Aku tau ini pasti akan terjadi, cepat lambat pasti dia akan menanyakan bagaimana masalaluku denganmu. Ah, ingin sekali aku menarik nafas sepanjang yang aku bisa, sedalam yang aku mampu. Aku tlah melupakannya, bukankah kamu pun tau ? melupakan semua kenanganku denganmu tentangmu meski awalnya dengan susah payah, tapi sekarang aku mampu, aku telah melupakannya.
Aku tak mengerti, yang aku tau aku mencintainya, kamu pun tlah mengetahuinya kan ? pertama kalinya sepanjang aku mengenalmu, setelah sekian lama yang kamu tau aku hanya mencintaimu, kemarin aku mengatakannya dengan lepas tanpa beban “aku mencintainya” di depanmu. Hal yang tak pernah aku lakukan sebelum ini, kamu pun bisa melihatnya di sorot mataku; menurutmu, betapa aku mencintainya.
Dan sekarang, setelah aku yakin hatiku tlah berhenti dihatinya dia malah memintaku untuk mengingat apa yang tlah terjadi dulu dengan kita. Padahal aku tlah melupakan semuanya, apalagi harus menjelaskan semuanya secara detail, aku tak mampu lagi mengingatnya.
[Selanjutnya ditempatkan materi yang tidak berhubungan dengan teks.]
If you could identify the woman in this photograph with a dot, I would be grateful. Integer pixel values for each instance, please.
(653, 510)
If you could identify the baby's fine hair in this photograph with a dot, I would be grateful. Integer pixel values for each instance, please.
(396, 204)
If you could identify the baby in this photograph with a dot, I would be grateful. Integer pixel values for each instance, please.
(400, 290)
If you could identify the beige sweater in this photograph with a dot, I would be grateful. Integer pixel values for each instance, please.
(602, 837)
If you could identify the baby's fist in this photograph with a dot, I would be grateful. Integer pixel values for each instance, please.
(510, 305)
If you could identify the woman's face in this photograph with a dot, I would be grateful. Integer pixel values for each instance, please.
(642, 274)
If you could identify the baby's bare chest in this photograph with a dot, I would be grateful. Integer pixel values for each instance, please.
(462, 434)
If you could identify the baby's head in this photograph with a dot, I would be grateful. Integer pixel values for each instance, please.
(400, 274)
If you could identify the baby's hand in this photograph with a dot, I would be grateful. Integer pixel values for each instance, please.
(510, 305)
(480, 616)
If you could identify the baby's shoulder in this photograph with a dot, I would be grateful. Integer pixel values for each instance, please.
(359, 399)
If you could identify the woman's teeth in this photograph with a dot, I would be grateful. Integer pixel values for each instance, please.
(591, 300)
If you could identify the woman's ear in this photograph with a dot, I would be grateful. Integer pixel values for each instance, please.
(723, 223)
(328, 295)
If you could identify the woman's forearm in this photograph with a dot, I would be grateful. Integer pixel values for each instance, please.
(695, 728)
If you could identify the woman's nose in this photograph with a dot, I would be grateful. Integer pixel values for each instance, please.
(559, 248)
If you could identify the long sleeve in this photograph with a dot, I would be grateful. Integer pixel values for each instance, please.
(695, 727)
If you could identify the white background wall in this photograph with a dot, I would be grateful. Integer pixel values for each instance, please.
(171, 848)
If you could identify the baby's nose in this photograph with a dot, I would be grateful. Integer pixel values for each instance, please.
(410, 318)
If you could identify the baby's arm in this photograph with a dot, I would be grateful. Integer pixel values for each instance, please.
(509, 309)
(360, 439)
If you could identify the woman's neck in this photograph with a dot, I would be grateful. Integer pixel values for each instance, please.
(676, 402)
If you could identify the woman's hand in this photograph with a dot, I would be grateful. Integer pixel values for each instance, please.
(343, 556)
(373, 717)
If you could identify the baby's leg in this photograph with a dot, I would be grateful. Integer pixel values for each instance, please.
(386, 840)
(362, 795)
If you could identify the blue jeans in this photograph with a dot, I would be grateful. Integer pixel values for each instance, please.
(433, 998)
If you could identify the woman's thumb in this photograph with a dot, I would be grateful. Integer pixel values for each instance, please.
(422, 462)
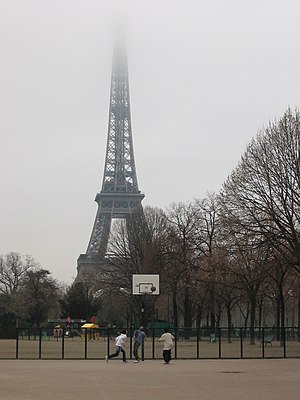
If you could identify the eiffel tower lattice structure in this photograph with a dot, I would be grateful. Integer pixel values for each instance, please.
(120, 196)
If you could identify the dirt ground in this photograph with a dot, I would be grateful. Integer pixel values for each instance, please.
(265, 379)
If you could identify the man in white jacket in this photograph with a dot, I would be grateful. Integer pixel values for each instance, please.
(120, 344)
(168, 340)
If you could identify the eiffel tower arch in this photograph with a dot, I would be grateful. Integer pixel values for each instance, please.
(120, 196)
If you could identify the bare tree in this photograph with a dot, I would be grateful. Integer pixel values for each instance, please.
(263, 193)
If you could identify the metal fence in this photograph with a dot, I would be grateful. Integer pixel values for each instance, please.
(190, 343)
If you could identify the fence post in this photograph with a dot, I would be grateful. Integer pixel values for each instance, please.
(108, 340)
(40, 343)
(17, 343)
(263, 342)
(175, 334)
(130, 341)
(241, 343)
(198, 341)
(85, 343)
(220, 342)
(153, 343)
(63, 344)
(284, 342)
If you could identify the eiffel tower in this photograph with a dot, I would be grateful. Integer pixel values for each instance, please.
(120, 195)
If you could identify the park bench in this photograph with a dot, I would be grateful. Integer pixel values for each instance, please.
(267, 340)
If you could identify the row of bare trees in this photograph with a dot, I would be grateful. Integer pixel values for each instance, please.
(231, 257)
(28, 293)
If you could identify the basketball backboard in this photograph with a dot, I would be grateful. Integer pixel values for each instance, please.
(145, 284)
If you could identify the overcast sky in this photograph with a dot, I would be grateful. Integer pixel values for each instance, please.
(204, 78)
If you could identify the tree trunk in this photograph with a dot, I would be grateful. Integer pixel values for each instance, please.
(229, 322)
(252, 321)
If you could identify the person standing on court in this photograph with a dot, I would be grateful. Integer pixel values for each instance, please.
(168, 340)
(139, 338)
(120, 347)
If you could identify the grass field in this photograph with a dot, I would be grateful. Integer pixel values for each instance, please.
(77, 348)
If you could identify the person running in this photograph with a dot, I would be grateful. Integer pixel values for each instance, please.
(168, 339)
(139, 338)
(120, 344)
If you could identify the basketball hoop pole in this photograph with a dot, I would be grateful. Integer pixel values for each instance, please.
(143, 309)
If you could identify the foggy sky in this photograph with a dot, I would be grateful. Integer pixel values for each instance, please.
(204, 78)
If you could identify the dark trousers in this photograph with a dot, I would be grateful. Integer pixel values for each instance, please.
(167, 355)
(117, 352)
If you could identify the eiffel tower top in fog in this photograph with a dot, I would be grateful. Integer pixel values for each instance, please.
(119, 195)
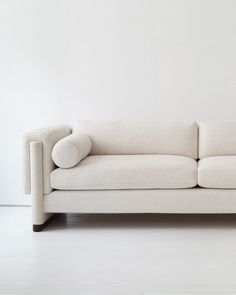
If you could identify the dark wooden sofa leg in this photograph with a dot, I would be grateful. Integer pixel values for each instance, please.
(40, 227)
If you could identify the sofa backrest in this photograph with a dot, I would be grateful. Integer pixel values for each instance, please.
(217, 138)
(141, 137)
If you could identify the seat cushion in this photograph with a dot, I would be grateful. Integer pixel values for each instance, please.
(217, 172)
(127, 172)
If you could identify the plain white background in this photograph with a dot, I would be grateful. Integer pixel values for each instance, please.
(94, 59)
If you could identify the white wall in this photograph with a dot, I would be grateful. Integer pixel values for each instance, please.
(101, 59)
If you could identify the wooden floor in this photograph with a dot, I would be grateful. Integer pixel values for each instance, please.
(119, 254)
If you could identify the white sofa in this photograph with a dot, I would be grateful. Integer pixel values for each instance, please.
(131, 167)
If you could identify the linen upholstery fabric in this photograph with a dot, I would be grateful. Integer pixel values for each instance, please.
(141, 137)
(48, 137)
(127, 172)
(70, 150)
(194, 200)
(217, 138)
(217, 172)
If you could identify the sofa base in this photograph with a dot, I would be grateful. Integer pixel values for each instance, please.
(193, 200)
(40, 227)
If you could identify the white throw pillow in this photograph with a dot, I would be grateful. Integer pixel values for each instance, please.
(70, 150)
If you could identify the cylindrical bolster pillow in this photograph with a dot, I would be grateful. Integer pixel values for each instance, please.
(70, 150)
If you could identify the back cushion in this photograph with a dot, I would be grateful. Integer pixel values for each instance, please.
(217, 138)
(141, 137)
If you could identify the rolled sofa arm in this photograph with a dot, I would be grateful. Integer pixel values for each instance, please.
(48, 136)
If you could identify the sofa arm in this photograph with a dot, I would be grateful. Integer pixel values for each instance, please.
(48, 137)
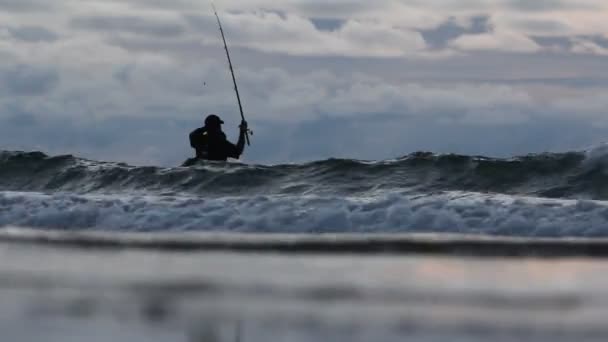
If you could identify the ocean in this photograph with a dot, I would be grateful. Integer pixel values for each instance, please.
(426, 247)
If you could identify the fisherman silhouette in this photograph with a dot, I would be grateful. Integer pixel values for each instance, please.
(210, 141)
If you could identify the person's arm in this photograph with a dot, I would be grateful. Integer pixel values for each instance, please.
(197, 142)
(235, 151)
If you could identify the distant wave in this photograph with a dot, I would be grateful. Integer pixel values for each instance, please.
(575, 175)
(392, 212)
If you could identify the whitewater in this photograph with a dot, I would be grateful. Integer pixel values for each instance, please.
(541, 195)
(425, 248)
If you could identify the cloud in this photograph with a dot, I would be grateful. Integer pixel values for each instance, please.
(496, 41)
(22, 80)
(129, 24)
(33, 34)
(128, 79)
(26, 5)
(440, 36)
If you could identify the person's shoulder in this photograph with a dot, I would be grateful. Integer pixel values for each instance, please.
(198, 131)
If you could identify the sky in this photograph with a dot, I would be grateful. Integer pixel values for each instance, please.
(128, 80)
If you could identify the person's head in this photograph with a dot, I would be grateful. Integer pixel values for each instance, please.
(213, 123)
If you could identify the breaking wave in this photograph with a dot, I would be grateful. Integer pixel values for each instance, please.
(574, 175)
(543, 195)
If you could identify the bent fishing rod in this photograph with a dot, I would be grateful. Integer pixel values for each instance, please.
(236, 88)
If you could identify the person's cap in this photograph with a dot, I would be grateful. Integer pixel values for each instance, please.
(213, 120)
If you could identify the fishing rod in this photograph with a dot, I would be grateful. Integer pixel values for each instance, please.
(236, 88)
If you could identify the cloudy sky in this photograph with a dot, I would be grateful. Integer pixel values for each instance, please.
(127, 80)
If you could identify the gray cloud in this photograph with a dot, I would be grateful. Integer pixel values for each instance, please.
(439, 37)
(318, 79)
(33, 34)
(129, 24)
(23, 80)
(327, 24)
(26, 5)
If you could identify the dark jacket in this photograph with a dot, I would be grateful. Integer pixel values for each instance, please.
(213, 145)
Memori ingatanku tlah kosong dari semua ingatan tentang kamu, tentang kita dulu.
Apa kamu mau membantuku mengingat kembali semuanya ? mengeja semuanya dari awal ? kapan pertama kali kamu menyapaku ? kapan pertama kali senyum itu mengarah padaku ? kapan pertama kali sorot matamu menikam hatiku ? kapan pertama kali kamu menggenggam tanganku ? kapan pertama kali semua hal-hal gila yang tlah kita lakukan seperti sebuah rutinitas yang terlalu sulit untuk dilupakan ?
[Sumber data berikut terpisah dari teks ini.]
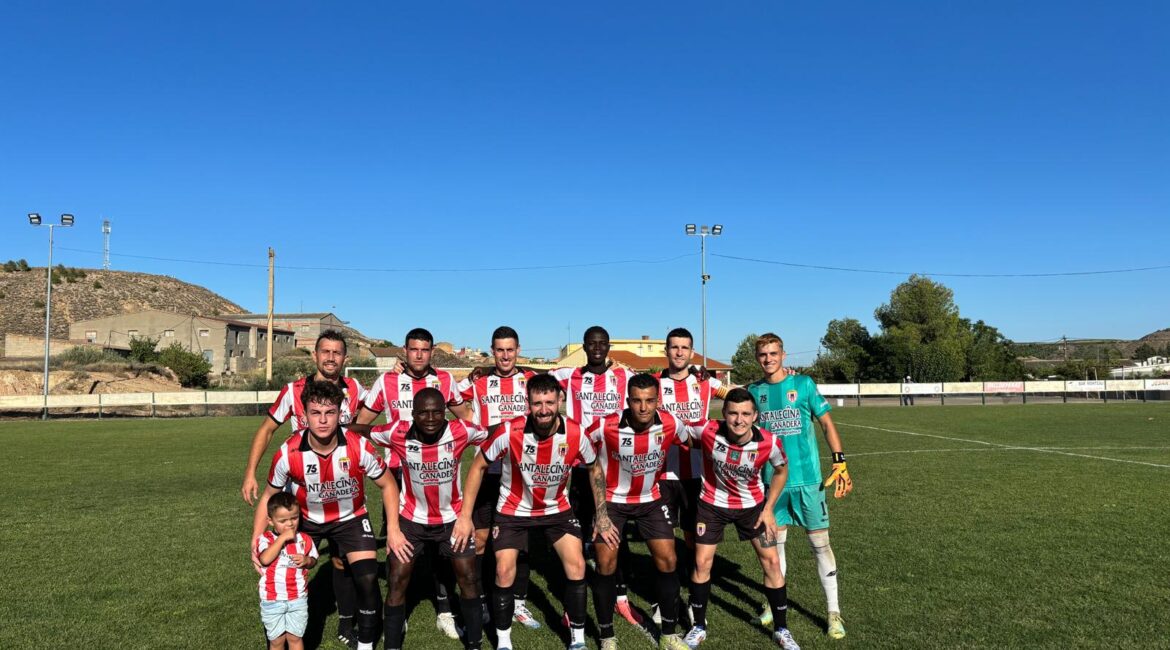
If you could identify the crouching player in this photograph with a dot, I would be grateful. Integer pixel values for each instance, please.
(428, 450)
(287, 557)
(734, 454)
(325, 469)
(538, 453)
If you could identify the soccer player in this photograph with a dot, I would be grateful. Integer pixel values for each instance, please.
(789, 405)
(499, 394)
(633, 447)
(428, 449)
(734, 454)
(393, 393)
(591, 392)
(287, 557)
(686, 394)
(325, 469)
(329, 354)
(538, 451)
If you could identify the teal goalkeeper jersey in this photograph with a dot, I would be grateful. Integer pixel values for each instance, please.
(789, 410)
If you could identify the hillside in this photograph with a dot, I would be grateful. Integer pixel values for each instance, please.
(96, 295)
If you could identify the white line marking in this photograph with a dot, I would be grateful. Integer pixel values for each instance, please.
(996, 444)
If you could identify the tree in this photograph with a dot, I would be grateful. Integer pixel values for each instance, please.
(190, 367)
(744, 368)
(143, 350)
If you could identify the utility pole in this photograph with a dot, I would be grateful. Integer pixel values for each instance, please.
(272, 277)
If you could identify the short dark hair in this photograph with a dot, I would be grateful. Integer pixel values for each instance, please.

Apa harus ku katakan semuanya padanya ? betapa dulu jemari itu hangat menggenggam tanganku ? betapa dulu sorot mata itu terlalu tajam menatapku hingga ku tak mampu membalasnya ? betapa dulu aku slalu merindukan dan menunggu kapan lengan itu akan merangkulku lagi ? apa harus ?
Sekarang aku seperti melihat mimpi buruk itu terulang lagi, tereja satu persatu di ingatanku, tentang kamu yang slalu mengusik malam sepiku. Aaaa aku harus memaki siapa ? kenapa harus dia ? kenapa harus dia yang memanggil ingatanku tentangmu kembali ? kenapa harus dia yang sekarang telah memiliki hatiku seutuhnya ? kenapa harus dia, Tuhan ? :’(
Yang aku tau aku mencintainya dan dia mencintaiku, yang aku tau aku menerima dia apa adanya dia sekarang tak perduli bagaimana dengan masa lalu yang dimilikinya, yang aku tau hatinya sekarang milikku, tak perduli bagaimana dulu dia mencintai masalalunya, yang aku tau sekarang jemari tangannya hangat menggenggam tanganku tak perduli bagaimana dulu jemari tangannya menggenggam jemari milik masa lalunya. Yang aku tau sekarang sorot matanya di penuhi cinta untukku, tak peduli bagaimana dulu di matanya ada cinta untuk masa lalunya. Yang aku tau sekarang lengannya yang mampu menghangatkanku dalam peluknya, tak perduli bagaimana dulu lengan itu yang dia gunakan untuk menenangkan masalalunya dalam peluknya. Yang aku tau sekarang segala hal yang ada padanya adalah milikku :’(
Aku mencintainya, apa dia tak tau ? apa dia tak merasakan saat ini yang berarti untukku hanya dirinya ? meski satu sapaan pagi lewat pesan singkat tak berarti. Aku mencintainya, mungkin berbeda dengan caraku dulu mencintaimu, tapi tetap saja, aku mencintainya. Bahkan berharap lebih dari apa yang pernah aku harapkan padamu dulu.
Aku tlah berdamai dengan masa lalu kita, ah sial ! maaf malam ini aku membukanya lagi sedikit, maaf. Ini hanya untuk menjawab sedikit pertanyaan dari dia pemilik hatiku. Tapi efeknya aku seperti terjerembab dalam kubangan yang aku hafal sekali aku harus menghindarinya.
Aku mencintainya, harusnya ia mengerti, cinta itu menerima apa adanya sosok cinta itu sekarang tanpa mempermasalahkan masa lalu dari cinta itu sendiri, karna ya memang adanya yang cinta tau dia hidup di masa sekarang tanpa berusaha untuk menengok apa lagi kembali ke masa lalu, harusnya dia tau.